La dernière fois que nous avions eu un couvre-feu au Chili, c’était en 1986. Quand la dictature militaire imposait les couvre-feux, cela donnait latitude aux soldats pour tuer les gens dans les rues. Ce qui explique, quand nous avons entendu le mot « couvre-feu », que ma génération et celles d’avant nous ayons paniqué. Pourtant, la réponse des gens a été la désobéissance civile. Dans mon quartier, qui n’est pas si politisé, car il est habité par les classes moyennes inférieures, les habitants restent jusqu’à minuit, une heure du matin, en criant, en frappant sur des casseroles, en signe de défi au couvre-feu. C’est inimaginable. Les gens n’ont plus peur. Le gouvernement est pris au piège de son propre discours, il ne voit pas de sortie. Mais il doit céder. Pour moi, la seule solution possible est une assemblée constituante et aussi de faire appel à tous les acteurs, partis, églises, organisations sociales, syndicales, patronales… Nous voulons un nouveau Chili. Le Chili possède de grandes richesses, mais une grande partie des ressources naturelles sont accaparées par le secteur privé. Les dirigeants ont profité du système néolibéral depuis des années, ils se sont enrichis en exploitant les autres et en volant nos ressources naturelles.

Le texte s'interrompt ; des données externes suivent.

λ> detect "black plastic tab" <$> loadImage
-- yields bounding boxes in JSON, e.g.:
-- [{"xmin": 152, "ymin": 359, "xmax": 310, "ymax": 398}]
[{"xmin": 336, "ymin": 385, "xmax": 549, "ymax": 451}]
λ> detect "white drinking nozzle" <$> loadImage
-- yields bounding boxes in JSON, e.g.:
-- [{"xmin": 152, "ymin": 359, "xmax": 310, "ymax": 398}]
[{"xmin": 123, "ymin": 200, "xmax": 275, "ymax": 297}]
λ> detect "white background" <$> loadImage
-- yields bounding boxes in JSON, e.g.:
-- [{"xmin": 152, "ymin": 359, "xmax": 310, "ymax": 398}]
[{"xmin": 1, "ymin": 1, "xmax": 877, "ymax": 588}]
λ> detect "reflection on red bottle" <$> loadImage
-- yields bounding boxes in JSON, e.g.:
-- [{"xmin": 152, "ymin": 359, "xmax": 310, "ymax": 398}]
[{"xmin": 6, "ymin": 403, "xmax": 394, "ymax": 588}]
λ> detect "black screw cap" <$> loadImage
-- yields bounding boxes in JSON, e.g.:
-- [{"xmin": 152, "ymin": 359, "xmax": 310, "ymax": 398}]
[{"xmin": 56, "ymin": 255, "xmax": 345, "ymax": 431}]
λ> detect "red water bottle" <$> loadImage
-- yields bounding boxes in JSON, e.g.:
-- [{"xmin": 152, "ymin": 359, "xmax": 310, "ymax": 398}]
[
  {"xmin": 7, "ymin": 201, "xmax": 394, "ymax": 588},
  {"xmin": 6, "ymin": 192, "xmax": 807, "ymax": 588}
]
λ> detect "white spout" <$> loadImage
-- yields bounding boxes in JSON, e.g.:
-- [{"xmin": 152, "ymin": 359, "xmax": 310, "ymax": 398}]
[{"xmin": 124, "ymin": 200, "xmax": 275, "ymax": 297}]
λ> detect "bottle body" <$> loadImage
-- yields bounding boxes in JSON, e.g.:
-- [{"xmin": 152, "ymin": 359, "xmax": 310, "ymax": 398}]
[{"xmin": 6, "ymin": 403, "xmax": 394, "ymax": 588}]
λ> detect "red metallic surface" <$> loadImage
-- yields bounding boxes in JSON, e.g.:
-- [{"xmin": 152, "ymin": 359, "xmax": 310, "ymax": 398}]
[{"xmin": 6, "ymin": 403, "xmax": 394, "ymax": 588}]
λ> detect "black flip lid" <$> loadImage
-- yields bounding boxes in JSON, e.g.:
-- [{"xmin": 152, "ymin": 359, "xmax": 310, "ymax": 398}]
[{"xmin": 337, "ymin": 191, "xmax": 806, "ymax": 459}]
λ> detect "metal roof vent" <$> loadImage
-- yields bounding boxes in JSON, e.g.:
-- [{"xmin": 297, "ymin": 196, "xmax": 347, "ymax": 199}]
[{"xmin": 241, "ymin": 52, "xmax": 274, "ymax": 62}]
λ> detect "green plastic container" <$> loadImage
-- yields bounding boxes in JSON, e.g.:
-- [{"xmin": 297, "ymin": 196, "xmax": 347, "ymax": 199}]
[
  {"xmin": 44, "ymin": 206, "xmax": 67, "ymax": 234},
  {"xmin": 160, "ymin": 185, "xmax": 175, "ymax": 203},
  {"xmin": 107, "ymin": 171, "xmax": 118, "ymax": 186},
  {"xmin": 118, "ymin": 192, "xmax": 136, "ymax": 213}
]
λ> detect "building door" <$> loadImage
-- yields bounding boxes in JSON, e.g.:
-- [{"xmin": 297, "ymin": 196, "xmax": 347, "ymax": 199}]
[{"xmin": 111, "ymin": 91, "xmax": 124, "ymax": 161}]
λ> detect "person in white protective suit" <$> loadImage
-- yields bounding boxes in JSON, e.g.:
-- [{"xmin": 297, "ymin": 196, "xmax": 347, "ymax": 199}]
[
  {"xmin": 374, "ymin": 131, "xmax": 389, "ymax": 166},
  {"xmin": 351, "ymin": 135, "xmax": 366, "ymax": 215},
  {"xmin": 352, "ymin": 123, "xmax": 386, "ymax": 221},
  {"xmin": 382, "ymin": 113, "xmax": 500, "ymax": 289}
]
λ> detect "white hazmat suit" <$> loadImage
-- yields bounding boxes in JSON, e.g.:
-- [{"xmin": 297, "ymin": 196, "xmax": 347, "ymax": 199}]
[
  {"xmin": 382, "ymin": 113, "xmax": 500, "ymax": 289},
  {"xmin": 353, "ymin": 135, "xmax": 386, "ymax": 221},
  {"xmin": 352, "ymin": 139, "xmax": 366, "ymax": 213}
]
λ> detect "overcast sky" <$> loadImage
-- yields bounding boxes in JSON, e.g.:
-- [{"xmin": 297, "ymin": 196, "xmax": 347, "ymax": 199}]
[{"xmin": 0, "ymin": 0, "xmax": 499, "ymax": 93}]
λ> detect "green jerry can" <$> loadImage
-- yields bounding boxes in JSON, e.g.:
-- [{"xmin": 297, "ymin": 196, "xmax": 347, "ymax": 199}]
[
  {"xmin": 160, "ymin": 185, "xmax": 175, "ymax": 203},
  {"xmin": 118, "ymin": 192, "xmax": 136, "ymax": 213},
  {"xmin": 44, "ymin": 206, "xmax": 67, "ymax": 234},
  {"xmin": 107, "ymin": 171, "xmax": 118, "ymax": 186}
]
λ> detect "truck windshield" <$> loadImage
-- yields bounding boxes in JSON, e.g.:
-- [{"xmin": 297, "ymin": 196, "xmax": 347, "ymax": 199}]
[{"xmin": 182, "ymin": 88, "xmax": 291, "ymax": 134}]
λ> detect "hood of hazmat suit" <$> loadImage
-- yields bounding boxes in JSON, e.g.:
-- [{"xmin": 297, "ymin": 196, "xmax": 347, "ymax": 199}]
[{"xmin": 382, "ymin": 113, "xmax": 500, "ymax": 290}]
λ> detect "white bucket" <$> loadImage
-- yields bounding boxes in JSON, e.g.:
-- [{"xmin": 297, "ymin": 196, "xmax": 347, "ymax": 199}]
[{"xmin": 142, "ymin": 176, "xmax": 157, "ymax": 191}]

Que répondez-vous au discours très agressif du président qui désigne les manifestants comme des « ennemis » et a évoqué « une guerre » à mener contre eux ?

Nous faisons face à une campagne médiatique massive. Au Chili, les grands médias, publics ou privés, sont tous aux mains de la droite. Ils insistent sur la délinquance, les pillages, le désordre et non sur le côté massif de la mobilisation. Ils veulent rendre responsables les partis politiques d’opposition de la situation, en particulier le Parti communiste et le Frente amplio [« Front large »], ils veulent les culpabiliser. Comme si nous avions voulu en arriver là ! Ils veulent accuser la gauche, on entend même que les partisans de Maduro [le président vénézuélien – ndlr] seraient derrière tout cela ! C’est risible. C’est un mécontentement généralisé. Le déclencheur en a été la répression envers les jeunes, qui avaient commencé à manifester la semaine dernière. Notre génération s’est réveillée, car ils ont touché à nos enfants.